Today’s piece was just as unforgiving. “Mr. Gingrich knows that all but four House Republicans voted for a budget outline that includes Mr. Ryan's Medicare plan, so his remarks had the political effect of undermining his former comrades in the middle of their budget showdown with President Obama,” it said.

In an interview with the Journal, Gingrich said he “probably used too strong language” while discussing Ryan’s plan with David Gregory.

That admission failed to impress the editorial writers, who said that Gingrich must know there is no chance of the Ryan plan passing Congress before November 2012 election given opposition in the Democrat-controlled Senate.

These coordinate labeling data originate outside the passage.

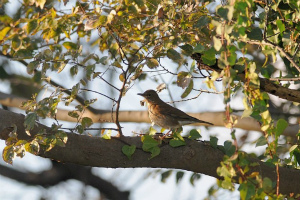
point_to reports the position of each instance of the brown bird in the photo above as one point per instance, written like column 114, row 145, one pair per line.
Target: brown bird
column 164, row 115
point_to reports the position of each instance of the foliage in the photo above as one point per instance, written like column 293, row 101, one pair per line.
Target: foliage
column 133, row 36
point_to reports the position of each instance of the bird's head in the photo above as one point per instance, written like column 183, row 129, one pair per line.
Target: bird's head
column 151, row 96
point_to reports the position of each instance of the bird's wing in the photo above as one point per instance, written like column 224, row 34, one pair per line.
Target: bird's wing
column 180, row 115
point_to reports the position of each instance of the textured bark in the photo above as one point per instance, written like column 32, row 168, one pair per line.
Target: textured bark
column 196, row 156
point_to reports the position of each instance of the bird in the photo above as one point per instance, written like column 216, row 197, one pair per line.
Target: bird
column 165, row 115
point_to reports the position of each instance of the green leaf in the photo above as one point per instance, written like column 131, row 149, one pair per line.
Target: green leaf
column 296, row 154
column 187, row 49
column 31, row 25
column 217, row 43
column 261, row 141
column 184, row 79
column 247, row 190
column 86, row 122
column 179, row 176
column 267, row 185
column 255, row 34
column 128, row 150
column 152, row 63
column 165, row 175
column 70, row 46
column 174, row 55
column 280, row 25
column 107, row 136
column 280, row 127
column 229, row 148
column 30, row 121
column 3, row 32
column 8, row 154
column 61, row 136
column 209, row 57
column 148, row 143
column 32, row 147
column 199, row 49
column 188, row 89
column 202, row 22
column 16, row 43
column 177, row 143
column 194, row 134
column 155, row 151
column 195, row 176
column 213, row 141
column 32, row 66
column 23, row 54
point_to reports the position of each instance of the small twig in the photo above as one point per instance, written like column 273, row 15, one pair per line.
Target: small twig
column 98, row 93
column 284, row 79
column 93, row 129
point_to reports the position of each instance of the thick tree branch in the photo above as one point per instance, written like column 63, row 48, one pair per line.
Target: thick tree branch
column 194, row 156
column 62, row 172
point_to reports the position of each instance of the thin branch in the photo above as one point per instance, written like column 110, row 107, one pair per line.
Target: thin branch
column 285, row 79
column 99, row 93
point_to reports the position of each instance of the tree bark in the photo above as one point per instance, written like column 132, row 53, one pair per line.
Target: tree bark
column 196, row 156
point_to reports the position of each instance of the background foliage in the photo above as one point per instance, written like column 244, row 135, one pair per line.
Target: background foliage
column 247, row 45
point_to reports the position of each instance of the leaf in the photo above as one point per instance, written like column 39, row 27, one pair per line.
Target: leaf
column 247, row 112
column 209, row 57
column 179, row 176
column 217, row 43
column 247, row 190
column 155, row 151
column 255, row 34
column 229, row 148
column 296, row 154
column 128, row 150
column 188, row 89
column 3, row 32
column 199, row 49
column 148, row 143
column 70, row 45
column 86, row 122
column 195, row 176
column 177, row 143
column 280, row 25
column 187, row 49
column 165, row 175
column 174, row 55
column 30, row 121
column 62, row 136
column 261, row 141
column 213, row 141
column 33, row 147
column 152, row 63
column 23, row 54
column 32, row 66
column 40, row 3
column 8, row 154
column 31, row 25
column 194, row 134
column 202, row 21
column 16, row 43
column 280, row 127
column 183, row 79
column 107, row 136
column 267, row 185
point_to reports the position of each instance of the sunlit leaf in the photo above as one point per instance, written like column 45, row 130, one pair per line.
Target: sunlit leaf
column 128, row 150
column 70, row 45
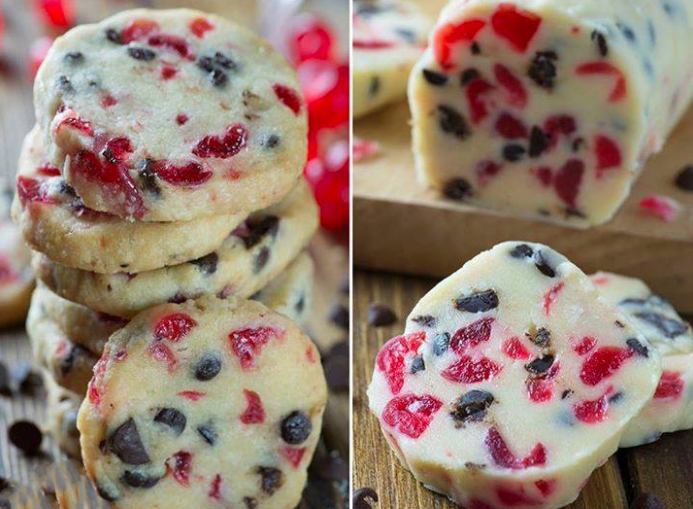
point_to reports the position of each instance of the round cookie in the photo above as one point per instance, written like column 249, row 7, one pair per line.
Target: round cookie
column 257, row 252
column 55, row 221
column 16, row 277
column 169, row 115
column 230, row 415
column 389, row 37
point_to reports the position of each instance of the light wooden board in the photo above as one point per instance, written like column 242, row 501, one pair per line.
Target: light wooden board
column 663, row 468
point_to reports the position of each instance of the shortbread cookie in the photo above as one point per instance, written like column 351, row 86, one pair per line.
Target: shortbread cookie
column 213, row 403
column 55, row 221
column 552, row 107
column 16, row 277
column 389, row 37
column 671, row 407
column 514, row 380
column 171, row 115
column 257, row 252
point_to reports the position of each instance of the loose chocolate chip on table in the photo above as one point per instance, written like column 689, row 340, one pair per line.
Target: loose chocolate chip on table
column 478, row 302
column 26, row 436
column 361, row 498
column 379, row 315
column 472, row 406
column 125, row 442
column 296, row 428
column 647, row 501
column 174, row 419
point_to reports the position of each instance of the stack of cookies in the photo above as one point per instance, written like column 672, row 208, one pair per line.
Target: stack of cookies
column 165, row 166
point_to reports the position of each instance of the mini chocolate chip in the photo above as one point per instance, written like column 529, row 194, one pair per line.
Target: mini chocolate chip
column 418, row 364
column 441, row 343
column 684, row 179
column 174, row 419
column 542, row 70
column 208, row 367
column 380, row 315
column 26, row 436
column 296, row 428
column 424, row 320
column 638, row 347
column 522, row 251
column 469, row 75
column 513, row 152
column 435, row 78
column 647, row 501
column 208, row 434
column 207, row 264
column 125, row 442
column 361, row 498
column 599, row 38
column 472, row 406
column 457, row 189
column 271, row 479
column 138, row 480
column 540, row 365
column 478, row 302
column 339, row 315
column 144, row 54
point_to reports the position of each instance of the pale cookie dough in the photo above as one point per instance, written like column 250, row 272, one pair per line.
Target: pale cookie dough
column 514, row 380
column 55, row 221
column 171, row 115
column 16, row 277
column 549, row 107
column 257, row 252
column 389, row 36
column 671, row 408
column 213, row 403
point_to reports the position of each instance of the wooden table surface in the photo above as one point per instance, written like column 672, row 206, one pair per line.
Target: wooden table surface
column 664, row 468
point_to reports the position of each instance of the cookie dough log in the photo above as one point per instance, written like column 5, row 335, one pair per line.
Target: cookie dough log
column 229, row 416
column 671, row 407
column 389, row 37
column 171, row 115
column 514, row 380
column 549, row 107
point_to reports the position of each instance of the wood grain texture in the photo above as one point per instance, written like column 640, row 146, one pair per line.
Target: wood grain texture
column 663, row 468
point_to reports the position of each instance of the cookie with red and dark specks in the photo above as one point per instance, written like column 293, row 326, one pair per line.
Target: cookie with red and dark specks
column 171, row 115
column 212, row 403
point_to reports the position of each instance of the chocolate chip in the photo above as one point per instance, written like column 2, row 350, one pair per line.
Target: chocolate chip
column 452, row 122
column 380, row 315
column 26, row 436
column 361, row 498
column 599, row 38
column 208, row 367
column 472, row 406
column 478, row 302
column 418, row 364
column 271, row 479
column 540, row 365
column 542, row 70
column 144, row 54
column 684, row 180
column 638, row 347
column 207, row 264
column 424, row 320
column 457, row 189
column 174, row 419
column 647, row 501
column 208, row 434
column 125, row 442
column 441, row 343
column 435, row 78
column 138, row 480
column 296, row 428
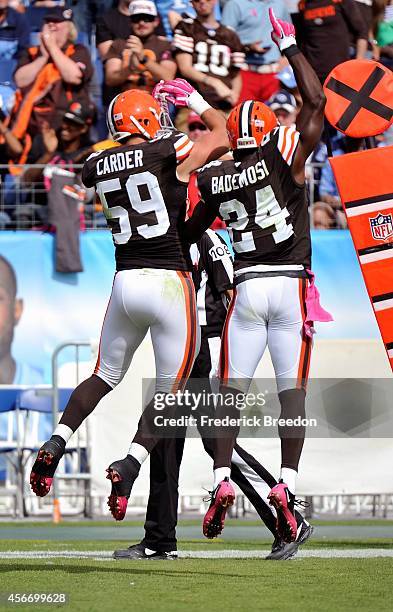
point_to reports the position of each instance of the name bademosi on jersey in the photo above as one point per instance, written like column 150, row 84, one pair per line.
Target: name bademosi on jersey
column 264, row 208
column 143, row 200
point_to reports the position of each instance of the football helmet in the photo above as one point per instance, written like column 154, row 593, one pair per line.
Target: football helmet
column 248, row 123
column 133, row 112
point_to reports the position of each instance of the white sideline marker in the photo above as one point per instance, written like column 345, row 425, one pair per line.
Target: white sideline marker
column 105, row 555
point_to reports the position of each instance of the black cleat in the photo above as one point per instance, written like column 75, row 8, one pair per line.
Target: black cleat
column 122, row 474
column 44, row 468
column 281, row 550
column 137, row 552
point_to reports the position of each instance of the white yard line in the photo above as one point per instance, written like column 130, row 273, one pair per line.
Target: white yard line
column 104, row 555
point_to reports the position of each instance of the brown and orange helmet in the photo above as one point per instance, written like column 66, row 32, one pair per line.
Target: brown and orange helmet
column 248, row 123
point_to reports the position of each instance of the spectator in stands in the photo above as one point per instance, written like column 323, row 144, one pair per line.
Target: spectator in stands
column 323, row 31
column 116, row 24
column 10, row 146
column 144, row 58
column 251, row 22
column 210, row 56
column 283, row 104
column 87, row 11
column 12, row 372
column 51, row 75
column 383, row 32
column 68, row 145
column 14, row 32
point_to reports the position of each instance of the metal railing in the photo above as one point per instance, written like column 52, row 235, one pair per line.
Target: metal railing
column 23, row 205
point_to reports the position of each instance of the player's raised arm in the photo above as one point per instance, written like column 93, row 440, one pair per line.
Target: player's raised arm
column 310, row 119
column 214, row 144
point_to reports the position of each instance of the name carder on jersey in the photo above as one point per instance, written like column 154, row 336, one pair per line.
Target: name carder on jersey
column 143, row 200
column 264, row 208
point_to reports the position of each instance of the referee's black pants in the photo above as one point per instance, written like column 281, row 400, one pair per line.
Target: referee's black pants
column 165, row 460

“Our guess is that a politician as experienced as Mr. Gingrich knew exactly what he was doing and that as he runs for President, he wants to appear to be more moderate than he has sounded over the last, oh, 20 years, by suddenly triangulating against the GOP House he once led.”

The Journal said Gingrich’s own health care reforms in the 1990s together with the Medicare drug entitlement that he lobbied for in 2003 were part of the reasons why the Ryan plan is needed.

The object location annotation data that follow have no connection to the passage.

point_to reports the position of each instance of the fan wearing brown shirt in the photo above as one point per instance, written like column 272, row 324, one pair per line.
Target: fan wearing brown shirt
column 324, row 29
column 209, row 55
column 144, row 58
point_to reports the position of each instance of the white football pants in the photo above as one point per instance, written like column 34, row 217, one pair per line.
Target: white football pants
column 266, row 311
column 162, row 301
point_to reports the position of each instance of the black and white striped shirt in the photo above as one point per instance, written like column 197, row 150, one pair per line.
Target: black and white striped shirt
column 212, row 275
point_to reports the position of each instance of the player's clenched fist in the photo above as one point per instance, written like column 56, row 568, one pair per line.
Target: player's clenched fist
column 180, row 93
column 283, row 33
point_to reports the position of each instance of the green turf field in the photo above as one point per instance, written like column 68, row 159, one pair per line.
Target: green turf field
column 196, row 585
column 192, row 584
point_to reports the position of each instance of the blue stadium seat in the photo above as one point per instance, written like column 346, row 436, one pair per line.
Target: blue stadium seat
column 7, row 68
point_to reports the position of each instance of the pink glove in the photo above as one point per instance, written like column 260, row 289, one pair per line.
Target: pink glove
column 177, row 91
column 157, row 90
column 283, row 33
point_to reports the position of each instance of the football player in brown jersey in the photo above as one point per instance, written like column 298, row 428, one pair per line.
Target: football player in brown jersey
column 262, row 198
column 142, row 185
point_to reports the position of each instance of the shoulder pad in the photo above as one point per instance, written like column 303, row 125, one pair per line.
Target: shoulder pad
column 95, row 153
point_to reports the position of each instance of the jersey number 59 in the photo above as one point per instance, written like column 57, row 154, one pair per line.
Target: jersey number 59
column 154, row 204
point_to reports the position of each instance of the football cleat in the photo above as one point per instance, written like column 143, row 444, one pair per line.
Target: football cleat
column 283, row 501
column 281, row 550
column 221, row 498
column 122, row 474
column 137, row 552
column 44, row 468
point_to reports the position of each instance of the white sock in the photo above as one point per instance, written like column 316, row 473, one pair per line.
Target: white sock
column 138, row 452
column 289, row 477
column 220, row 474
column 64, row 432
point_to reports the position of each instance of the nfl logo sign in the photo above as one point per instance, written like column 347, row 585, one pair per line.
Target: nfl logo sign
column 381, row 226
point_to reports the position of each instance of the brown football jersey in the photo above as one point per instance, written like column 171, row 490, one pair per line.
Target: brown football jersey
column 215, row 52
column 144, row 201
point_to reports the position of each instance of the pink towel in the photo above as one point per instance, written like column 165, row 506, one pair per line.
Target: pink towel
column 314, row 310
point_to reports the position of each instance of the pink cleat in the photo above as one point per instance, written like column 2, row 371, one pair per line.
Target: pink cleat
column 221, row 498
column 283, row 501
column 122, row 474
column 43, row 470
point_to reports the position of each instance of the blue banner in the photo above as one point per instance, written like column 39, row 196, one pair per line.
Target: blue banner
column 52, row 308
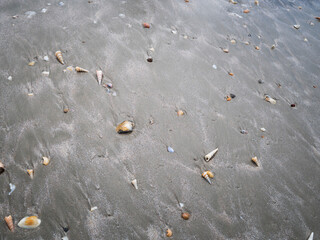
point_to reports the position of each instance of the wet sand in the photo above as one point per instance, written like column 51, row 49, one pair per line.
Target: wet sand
column 91, row 165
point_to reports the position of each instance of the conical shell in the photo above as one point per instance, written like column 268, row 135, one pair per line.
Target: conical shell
column 58, row 55
column 1, row 167
column 99, row 76
column 125, row 127
column 46, row 161
column 79, row 69
column 134, row 182
column 211, row 154
column 205, row 176
column 30, row 172
column 255, row 161
column 29, row 222
column 9, row 223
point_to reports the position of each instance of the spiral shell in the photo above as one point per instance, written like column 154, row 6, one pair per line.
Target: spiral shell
column 9, row 222
column 29, row 222
column 58, row 55
column 125, row 127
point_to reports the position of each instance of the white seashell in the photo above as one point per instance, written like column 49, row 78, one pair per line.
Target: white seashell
column 99, row 76
column 29, row 222
column 311, row 236
column 134, row 183
column 210, row 155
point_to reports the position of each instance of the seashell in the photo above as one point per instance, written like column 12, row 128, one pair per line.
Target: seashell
column 255, row 161
column 12, row 188
column 297, row 26
column 206, row 177
column 99, row 76
column 46, row 161
column 146, row 25
column 79, row 69
column 125, row 127
column 30, row 172
column 29, row 222
column 270, row 99
column 58, row 55
column 9, row 222
column 211, row 154
column 180, row 112
column 311, row 236
column 134, row 182
column 1, row 168
column 170, row 149
column 185, row 215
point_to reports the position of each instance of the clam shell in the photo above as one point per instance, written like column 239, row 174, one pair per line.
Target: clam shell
column 79, row 69
column 125, row 127
column 46, row 161
column 9, row 222
column 1, row 168
column 58, row 55
column 29, row 222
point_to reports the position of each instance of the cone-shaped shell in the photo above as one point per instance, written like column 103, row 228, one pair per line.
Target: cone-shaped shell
column 211, row 154
column 46, row 161
column 134, row 182
column 1, row 167
column 125, row 127
column 206, row 177
column 58, row 55
column 30, row 172
column 29, row 222
column 79, row 69
column 9, row 223
column 255, row 161
column 99, row 76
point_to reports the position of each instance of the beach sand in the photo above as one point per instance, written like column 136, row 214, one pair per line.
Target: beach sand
column 92, row 165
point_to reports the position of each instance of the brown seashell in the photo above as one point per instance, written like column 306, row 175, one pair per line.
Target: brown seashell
column 30, row 172
column 255, row 161
column 125, row 127
column 146, row 25
column 9, row 222
column 46, row 161
column 58, row 55
column 79, row 69
column 185, row 216
column 180, row 113
column 1, row 168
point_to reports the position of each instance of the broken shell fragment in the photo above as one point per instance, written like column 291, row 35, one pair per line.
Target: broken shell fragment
column 58, row 55
column 46, row 161
column 169, row 233
column 270, row 99
column 206, row 176
column 211, row 154
column 185, row 215
column 1, row 168
column 125, row 127
column 99, row 76
column 29, row 222
column 134, row 182
column 30, row 172
column 9, row 222
column 79, row 69
column 255, row 161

“Yet now he is trashing Mr. Ryan for thinking far more deeply about health care, and in a far more principled fashion, than Mr. Gingrich ever has. The episode reveals the Georgian's weakness as a candidate, and especially as a potential President—to wit, his odd combination of partisan, divisive rhetoric and poll-driven policy timidity.”

And it points out the fundamental differences between the former House Speaker and the Chairman of the House Budget Committee. “Mr. Ryan speaks softly but proposes policies commensurate with America's problems. Mr. Gingrich speaks loudly but shrinks from hard choices,” it said. “Who's the ‘radical’ and who's the real leader?